Chief executive officer of the Caribbean Premier League (CPL) Pete Russell says he doesn’t understand why the Jamaican Government hasn’t done more to bring the popular T20 tournament back to Sabina Park and invest in the competition on a whole.
The CPL, which completed its 11th season last month, has not been on home soil in four years with the last time being in 2019 when the Jamaica Tallawahs lost to the St Kitts and Nevis Patriots which featured the likes of Jamaican stars Chris Gayle, Andre Russell and Fabian Allen.
However, despite interest from the Tallawahs ownership and the CPL to host games in Jamaica again, they have failed to make a breakthrough with the Government which has left Russell perplexed.
“The discussions with [Sports] Minister [Olivia] Grange have been perfectly amicable, we’ve had very good discussions, but that’s really about it.
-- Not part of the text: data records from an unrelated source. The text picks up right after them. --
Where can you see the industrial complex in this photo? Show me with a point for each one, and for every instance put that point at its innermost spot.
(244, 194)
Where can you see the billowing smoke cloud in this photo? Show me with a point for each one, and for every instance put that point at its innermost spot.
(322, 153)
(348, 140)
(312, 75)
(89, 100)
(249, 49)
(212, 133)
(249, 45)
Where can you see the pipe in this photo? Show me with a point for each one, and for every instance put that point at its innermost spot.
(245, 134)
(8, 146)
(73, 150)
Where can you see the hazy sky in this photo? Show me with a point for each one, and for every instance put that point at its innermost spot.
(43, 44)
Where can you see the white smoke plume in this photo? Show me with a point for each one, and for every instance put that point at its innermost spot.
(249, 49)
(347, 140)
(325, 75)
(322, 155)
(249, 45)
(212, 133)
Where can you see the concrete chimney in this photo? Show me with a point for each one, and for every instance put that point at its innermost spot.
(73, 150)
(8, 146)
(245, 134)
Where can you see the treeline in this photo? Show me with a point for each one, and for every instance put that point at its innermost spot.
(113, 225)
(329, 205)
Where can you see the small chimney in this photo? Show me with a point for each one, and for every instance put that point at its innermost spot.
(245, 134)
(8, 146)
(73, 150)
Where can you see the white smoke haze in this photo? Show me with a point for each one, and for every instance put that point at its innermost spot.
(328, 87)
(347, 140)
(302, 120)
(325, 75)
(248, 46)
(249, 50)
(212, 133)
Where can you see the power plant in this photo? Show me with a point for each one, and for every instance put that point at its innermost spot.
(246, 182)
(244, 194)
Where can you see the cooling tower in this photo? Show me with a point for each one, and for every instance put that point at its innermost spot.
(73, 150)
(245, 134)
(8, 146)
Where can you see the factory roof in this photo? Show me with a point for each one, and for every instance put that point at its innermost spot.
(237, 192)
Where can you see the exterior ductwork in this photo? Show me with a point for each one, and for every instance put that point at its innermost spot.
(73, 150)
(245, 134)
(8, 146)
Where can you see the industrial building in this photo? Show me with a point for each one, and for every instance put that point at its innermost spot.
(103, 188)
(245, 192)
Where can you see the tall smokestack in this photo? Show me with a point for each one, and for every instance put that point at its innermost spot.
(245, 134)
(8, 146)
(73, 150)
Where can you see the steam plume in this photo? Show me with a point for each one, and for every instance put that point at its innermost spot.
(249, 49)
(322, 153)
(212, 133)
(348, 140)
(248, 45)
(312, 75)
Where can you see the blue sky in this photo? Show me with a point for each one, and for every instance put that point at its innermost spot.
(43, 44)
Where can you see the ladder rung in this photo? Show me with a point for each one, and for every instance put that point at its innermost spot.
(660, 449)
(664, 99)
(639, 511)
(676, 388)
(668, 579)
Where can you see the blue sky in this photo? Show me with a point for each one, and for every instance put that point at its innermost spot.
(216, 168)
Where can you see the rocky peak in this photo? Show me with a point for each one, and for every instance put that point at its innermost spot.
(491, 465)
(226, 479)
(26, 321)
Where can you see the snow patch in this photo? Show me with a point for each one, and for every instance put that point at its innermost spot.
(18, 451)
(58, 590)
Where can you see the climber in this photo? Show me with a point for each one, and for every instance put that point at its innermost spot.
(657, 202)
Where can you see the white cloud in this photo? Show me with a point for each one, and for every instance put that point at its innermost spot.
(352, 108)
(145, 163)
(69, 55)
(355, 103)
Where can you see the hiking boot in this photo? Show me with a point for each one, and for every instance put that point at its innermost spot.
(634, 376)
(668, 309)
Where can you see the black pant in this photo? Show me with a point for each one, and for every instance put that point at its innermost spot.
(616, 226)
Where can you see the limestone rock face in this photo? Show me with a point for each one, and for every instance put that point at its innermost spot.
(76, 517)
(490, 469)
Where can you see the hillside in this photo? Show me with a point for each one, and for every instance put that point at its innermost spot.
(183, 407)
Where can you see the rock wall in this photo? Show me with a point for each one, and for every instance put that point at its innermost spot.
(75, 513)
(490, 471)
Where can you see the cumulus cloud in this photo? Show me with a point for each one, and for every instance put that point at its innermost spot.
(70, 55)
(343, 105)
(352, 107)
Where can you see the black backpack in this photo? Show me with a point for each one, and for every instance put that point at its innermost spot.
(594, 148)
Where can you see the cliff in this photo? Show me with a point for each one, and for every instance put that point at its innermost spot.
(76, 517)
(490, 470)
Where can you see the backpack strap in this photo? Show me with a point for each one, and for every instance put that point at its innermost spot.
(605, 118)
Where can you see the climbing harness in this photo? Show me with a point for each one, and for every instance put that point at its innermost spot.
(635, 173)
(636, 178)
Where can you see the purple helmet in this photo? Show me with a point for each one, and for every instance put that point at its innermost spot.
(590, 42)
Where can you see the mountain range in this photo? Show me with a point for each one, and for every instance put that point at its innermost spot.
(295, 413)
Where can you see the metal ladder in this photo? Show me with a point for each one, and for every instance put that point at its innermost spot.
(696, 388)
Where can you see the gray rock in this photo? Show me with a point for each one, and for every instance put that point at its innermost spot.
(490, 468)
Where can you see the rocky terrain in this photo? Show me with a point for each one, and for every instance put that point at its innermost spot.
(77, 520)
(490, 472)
There’s never really been a negotiation, there’s never been a reason as to ‘this is why we won’t invest in CPL’,” he told the Jamaica Observer.
“Maybe from a tourism perspective that they sort of feel they got all they need and they don’t need sports tourism or what CPL can bring from a social benefit perspective either,” Russell added.
“I find it baffling as well as challenging, but I’ve always respected their decision because it’s their money, they can do what they want with it. It’s just that I want to try to get a fair hearing and say, ‘look, I think you’re missing a tick here’ because in the future, [there will be] repercussions on how the game will evolve in Jamaica.”
Russell says he has outlined ways to the Government that would lead to positive profit margins but received a push back.
“It’s always disappointed me that we’ve never been able to break through in terms of with our discussions with the Government to say, ‘look, we will bring all the bells and whistles here’. CPL is a very different tournament from the one last hosted in 2019. It’s a bigger event, there’s a lot more we can do when we’re in the host country,” he said.
“The proposal I put to the Government was very much that we would look at a public-private partnership of which the CPL would underwrite a significant amount of that, so we’re certainly not putting a significant burden on the Government.
” If CPL moves around these countries, it’s a big machine. It’s 350 people that come in for a week as well as the fans [and] franchise owners, but it costs a lot of money [and] it can’t just be we provide all the benefit then take all the costs. There has to be that relationship,” Russell reasoned.
There were strong suggestions that the Tallawahs franchise would move to the USA, after interest from the owners in making Florida their new home. However, that hasn’t materialised despite the Tallawahs playing games at the Central Broward Regional Park in Lauderhill in 2017 and 2018.
The CPL boss has also ruled out the possibility, but has warned that other Caribbean countries could welcome the Tallawahs.
“I think Kris Persaud [owner] and the Tallawahs have been extremely loyal to CPL and incredibly patient. Obviously, it’s not ideal for him in any shape or form because he bought into the idea of playing games in Jamaica and he obviously has looked at Miami and we didn’t feel it was right at all [because] it’s a Caribbean tournament and needs to be played in the Caribbean,” he said.
“But of course, there’s a lot of governments around the Caribbean who are interested in hosting a franchise. We take a call a month about ‘why don’t you move the franchise, whether it’s Grenada, Antigua or wherever it happens to be’ because they can see the value of what the tournament brings. We’re not at that stage yet and hopefully there will be dialogue with the minister again and let’s see where we get to. But I’m not optimistic.”
In addition to not hosting CPL games, Jamaica will not host any matches for next summer’s T20 World Cup, after Minister Grange said the cost would outweigh the benefits.
Russell is worried that cricket on the island will suffer greatly.
“The reality is you have to keep young kids engaged in cricket. There’s so many options to play other sports. Cricket is quite a complexed sport to get into schools at a young age and we have been speaking to [main sponsors] Republic Bank and Cricket West Indies to say, ‘how do we work together to get that primary school interaction?'” he said.
“These young kids have to have their superstars, they have to look up to the guys whether it’s the Chris Gayles, the Usain Bolts, whoever the stars of the sports are locally. They need to see them in person and make sure they can go and enjoy those cricketing experiences that we’ve all enjoyed in the past.
” If you take that away, you do run the risk of a generation missing out and that will have dark consequences in the future,” Russell ended.
Since 2018, Sabina Park has only hosted six CPL matches and 10 West Indies matches across all formats. In the most recent past the venue has notably been used for football and entertainment events.